AKP değişiklik teklifine BDP ile (Ne yaman çelişkidir bu.) olumlu oy vereceğini açıklamıştır. İki partinin oyları Anayasa’nın aradığı beşte üç oy oranına ulaşamamaktadır ve böylece referandum kaçınılmaz olacaktır.

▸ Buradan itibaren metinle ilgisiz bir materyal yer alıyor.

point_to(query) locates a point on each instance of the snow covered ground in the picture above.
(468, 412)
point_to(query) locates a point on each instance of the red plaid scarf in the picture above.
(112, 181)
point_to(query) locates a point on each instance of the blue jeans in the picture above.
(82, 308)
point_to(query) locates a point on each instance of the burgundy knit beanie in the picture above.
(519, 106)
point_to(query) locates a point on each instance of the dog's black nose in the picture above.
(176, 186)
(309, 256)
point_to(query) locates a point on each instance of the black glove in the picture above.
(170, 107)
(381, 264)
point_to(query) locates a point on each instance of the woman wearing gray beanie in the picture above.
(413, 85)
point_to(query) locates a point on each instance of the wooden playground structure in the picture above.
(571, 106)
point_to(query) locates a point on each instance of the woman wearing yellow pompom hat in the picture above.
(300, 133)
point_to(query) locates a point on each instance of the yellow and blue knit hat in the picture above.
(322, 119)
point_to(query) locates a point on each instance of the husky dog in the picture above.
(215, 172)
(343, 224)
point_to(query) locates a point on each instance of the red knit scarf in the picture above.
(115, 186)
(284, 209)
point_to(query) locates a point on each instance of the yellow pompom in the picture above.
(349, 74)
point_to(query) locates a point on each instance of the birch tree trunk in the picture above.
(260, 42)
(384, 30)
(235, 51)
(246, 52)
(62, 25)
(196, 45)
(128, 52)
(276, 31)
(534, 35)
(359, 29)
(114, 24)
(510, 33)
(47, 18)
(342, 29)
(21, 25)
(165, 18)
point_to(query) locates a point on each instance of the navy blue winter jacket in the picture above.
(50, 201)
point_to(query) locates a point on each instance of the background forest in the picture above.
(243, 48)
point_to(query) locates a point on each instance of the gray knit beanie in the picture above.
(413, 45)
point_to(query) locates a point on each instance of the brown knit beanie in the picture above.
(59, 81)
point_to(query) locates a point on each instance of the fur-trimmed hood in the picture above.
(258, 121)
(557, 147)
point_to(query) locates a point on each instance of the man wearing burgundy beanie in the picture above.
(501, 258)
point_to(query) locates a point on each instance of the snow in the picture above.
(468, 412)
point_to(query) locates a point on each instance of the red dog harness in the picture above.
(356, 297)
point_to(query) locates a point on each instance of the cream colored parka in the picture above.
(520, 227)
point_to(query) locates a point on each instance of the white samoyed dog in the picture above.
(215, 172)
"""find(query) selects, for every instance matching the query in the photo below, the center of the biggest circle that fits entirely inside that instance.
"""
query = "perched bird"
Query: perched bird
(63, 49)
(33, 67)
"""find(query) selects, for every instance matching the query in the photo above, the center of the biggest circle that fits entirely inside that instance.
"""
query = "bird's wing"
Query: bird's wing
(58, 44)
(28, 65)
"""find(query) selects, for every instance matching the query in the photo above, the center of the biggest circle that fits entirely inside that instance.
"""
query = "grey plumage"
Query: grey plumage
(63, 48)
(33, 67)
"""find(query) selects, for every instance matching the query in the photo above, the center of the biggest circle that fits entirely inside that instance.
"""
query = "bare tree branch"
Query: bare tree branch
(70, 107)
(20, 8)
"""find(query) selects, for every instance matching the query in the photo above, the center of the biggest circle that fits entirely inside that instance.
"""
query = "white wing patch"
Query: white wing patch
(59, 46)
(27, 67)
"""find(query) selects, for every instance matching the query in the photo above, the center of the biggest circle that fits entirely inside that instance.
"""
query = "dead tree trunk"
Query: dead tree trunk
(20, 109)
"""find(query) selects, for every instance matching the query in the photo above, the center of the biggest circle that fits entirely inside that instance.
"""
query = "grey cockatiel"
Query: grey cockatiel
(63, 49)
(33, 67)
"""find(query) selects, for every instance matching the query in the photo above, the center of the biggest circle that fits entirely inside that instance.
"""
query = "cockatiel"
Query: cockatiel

Anayasa değişiklik teklifinin referandumda çoğunluk tarafından kabul göreceği kesin değildir. En başta AKP’ye oy vermiş seçmenler bu değişikliğin önemli bölümlerine karşıdır. AKP’ye oy vermiş bir çok şehit ana babası vardır ve bunlar AKP’yi, PKK tutumundan dolayı asla affetmeyecektir. Ayrıca Meclis’te temsil edilsin edilmesin bütün diğer partiler bu değişikliğe “hayır” oyu vereceklerdir. Fethullah cemaatinin nasıl davaranacağı bilinmemekle birlikte onların da bir Tayyip diktatörlüğüne razı olacaklarını sanmıyoruz.
Diyelim ve varsayalım ki, Anayasa değişikliği referandumda kabul edildi ve Cumhurbaşkanlığı seçimine gidildi. Iki aday olacağı kesin gibidir. Bu adaylardan Tayyip kindar, kavgacı, Amerika’ya teslim olmuş, ülke bağımsızlığına duyarsız aday olarak bilinecektir. Gül daha yumuşak, daha uyumlu olmaya meyyal ve uzlaşmacı kimliği ile anılacaktır. Her ikisi de aynı dağın yeli ve aynı ağacın dallarıdır ama seçmenin Gül’ü seçme olasılığı daha ağır basmaktadır. CHP, MHP, ÖDP, diğer partiler ve cemaatin Gül’e oy vereceğini sanıyoruz. Böyle bir durum, AKP’nin hayallerinin iskambilden bir şato gibi yıkılması anlamına gelecektir ve Tayyip siyasetteki etkisini önemli ölçüde yitirecek ve karizması çizilmiş olacaktır. Bu sonuç Tayyip’in siyasetten çekilmesine, AKP’nin bölünmesine neden olacak ve yapılacak genel seçimde AKP iktidarı son bulacak ve koalisyon dönemlerinin başlamasına neden olabilecektir. Böyle düşünmemizin nedeni Cumhurbaşkanlığı seçimini kaybetmiş ve karizması çizilmiş bir eski Başbakan’ın artık siyaset sahnesinden çekilme zorunluluğudur. Tayyip gider, kavga biter ve ülke huzura kavuşur diye düşünüyoruz.